Deportation blunder may set arson suspect free

 

Yesterday, senior Magistrate Thebeetsile Mulalu expressed shock that the key witnesses in the case, Themba Chuma and Nanelihle Moyo, had been deported to Zimbabwe for not being in possession of passports nor workers’ permits.

The police at Nkhwinya field, in the vicinity of Sebina, allegedly found the two as they were tracking some shoeprints that the state is arguing, belonged to Ncube.

Mandla Simon of the Department of Public Prosecutions (DPP) faced the wrath of the magistrate who was, “seriously worried about the state’s failure to bring the two witnesses from Zimbabwe.”

Simon insisted that they were not resting on their laurels, producing a form as proof that they were liaising with Interpol to bring the witnesses.

But Mulalu quickly retorted that there was nowhere on the form where the whereabouts of the witnesses are stated.

The deportation blunder was revealed in the last court mention.

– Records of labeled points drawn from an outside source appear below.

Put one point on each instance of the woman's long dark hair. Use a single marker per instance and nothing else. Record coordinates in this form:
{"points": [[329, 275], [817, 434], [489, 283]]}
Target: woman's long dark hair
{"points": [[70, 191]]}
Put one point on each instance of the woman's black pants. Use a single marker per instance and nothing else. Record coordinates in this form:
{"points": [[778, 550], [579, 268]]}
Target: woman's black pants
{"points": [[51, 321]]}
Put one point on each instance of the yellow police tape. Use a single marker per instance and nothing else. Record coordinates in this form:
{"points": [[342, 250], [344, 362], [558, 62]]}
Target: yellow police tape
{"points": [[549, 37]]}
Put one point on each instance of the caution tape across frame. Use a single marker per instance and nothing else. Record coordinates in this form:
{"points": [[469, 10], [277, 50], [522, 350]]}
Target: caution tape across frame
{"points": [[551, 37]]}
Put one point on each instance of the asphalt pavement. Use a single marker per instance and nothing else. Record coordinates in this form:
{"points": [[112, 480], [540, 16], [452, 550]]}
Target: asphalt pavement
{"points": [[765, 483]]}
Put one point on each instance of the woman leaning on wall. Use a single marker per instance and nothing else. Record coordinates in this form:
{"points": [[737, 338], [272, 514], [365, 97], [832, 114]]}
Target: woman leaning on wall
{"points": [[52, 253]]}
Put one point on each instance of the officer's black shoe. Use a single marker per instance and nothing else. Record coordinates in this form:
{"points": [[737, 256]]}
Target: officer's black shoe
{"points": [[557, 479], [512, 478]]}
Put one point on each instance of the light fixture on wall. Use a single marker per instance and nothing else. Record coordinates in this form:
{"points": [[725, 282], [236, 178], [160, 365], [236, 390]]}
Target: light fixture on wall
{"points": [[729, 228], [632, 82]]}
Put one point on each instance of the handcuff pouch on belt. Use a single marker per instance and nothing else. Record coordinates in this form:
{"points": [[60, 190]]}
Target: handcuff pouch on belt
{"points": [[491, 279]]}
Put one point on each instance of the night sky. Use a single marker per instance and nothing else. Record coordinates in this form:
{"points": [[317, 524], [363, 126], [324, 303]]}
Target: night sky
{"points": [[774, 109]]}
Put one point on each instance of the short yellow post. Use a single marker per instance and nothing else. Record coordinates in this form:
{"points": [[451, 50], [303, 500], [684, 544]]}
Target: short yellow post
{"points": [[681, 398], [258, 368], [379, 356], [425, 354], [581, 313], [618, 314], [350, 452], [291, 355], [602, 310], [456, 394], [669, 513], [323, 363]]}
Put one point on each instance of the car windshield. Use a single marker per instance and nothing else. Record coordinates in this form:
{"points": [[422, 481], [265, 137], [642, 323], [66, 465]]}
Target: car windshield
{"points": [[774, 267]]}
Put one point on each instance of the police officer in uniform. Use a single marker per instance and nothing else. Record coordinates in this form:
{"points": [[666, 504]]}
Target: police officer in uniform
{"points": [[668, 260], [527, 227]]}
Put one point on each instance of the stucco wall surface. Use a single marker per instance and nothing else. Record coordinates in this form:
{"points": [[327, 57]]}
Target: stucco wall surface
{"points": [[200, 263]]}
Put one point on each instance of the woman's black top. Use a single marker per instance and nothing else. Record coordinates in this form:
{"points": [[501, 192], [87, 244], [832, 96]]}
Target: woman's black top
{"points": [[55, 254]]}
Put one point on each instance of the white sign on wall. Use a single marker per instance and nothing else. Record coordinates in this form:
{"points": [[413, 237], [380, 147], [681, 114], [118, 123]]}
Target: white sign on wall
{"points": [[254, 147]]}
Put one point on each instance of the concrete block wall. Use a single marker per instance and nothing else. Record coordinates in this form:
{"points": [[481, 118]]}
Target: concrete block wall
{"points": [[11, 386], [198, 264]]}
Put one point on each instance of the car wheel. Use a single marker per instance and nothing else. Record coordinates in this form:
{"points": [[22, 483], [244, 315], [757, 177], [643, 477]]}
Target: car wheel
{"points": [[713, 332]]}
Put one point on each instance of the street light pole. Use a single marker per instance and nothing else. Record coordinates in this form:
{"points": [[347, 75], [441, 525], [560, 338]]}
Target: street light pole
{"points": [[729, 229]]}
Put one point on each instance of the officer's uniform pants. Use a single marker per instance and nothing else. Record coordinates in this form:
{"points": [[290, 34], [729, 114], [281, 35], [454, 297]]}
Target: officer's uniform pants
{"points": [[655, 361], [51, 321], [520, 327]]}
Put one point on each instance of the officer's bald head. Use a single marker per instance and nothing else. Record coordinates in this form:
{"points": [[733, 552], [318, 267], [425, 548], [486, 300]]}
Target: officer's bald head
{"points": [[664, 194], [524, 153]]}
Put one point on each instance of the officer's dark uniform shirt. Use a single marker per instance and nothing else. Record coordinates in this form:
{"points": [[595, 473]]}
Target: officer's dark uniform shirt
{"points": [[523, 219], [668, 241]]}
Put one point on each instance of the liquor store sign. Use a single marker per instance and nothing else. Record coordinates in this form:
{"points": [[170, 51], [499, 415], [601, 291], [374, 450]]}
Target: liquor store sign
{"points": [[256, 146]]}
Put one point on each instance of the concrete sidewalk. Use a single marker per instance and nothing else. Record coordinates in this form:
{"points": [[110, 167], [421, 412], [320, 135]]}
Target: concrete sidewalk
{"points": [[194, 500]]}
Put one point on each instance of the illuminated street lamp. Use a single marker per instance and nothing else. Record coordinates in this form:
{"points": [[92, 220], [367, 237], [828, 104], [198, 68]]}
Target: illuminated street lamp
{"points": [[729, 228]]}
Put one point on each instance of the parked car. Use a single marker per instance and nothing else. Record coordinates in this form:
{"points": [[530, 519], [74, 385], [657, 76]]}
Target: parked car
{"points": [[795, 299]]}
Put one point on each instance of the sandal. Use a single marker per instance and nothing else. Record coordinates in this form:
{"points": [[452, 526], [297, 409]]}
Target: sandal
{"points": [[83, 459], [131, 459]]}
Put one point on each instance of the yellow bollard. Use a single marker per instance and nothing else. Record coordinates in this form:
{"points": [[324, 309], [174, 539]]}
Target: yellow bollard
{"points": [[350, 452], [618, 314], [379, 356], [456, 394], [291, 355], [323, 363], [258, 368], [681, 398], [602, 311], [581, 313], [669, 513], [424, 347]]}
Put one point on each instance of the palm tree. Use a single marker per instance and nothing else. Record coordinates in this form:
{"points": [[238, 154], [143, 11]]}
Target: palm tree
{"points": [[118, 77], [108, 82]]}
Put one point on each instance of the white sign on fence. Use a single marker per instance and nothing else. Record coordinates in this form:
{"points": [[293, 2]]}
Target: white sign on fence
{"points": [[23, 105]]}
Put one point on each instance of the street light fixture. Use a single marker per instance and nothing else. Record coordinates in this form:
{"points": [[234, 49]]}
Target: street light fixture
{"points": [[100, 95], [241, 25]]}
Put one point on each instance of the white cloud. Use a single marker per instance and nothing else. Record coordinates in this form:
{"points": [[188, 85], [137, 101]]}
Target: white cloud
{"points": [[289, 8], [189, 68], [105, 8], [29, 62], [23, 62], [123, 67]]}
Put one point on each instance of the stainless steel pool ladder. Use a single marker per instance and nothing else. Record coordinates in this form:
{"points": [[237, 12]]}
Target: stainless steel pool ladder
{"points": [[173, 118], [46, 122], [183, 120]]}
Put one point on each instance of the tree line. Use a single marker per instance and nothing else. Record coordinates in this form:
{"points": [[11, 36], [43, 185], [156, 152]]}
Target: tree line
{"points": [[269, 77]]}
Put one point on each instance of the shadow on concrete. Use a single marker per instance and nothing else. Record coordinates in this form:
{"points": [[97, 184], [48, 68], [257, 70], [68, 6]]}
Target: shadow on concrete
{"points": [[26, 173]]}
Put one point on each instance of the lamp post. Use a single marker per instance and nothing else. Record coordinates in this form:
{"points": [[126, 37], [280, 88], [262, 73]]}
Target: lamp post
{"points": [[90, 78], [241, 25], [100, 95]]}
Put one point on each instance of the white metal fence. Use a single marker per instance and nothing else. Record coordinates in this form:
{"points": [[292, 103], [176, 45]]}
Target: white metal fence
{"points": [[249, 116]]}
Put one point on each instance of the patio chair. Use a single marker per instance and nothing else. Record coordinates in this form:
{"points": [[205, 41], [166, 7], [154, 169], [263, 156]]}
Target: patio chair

Ncube accused the state of playing delaying tactics, saying it was not the first time they promised to bring the two witnesses to court, but to no avail. He then applied for bail saying that his children were suffering because he has been kept in custody for a long time on offences he did not commit.

It has emerged that Ncube entered Botswana through an illegal point of entry.

At the end of the brief mention, Mulalu set May 20 as the date for the state to furnish him with valid reasons about the progress of the prosecution in bringing the two Zimbabwean witnesses to court.

The case is set for continuation of trial on May 30 and June 19.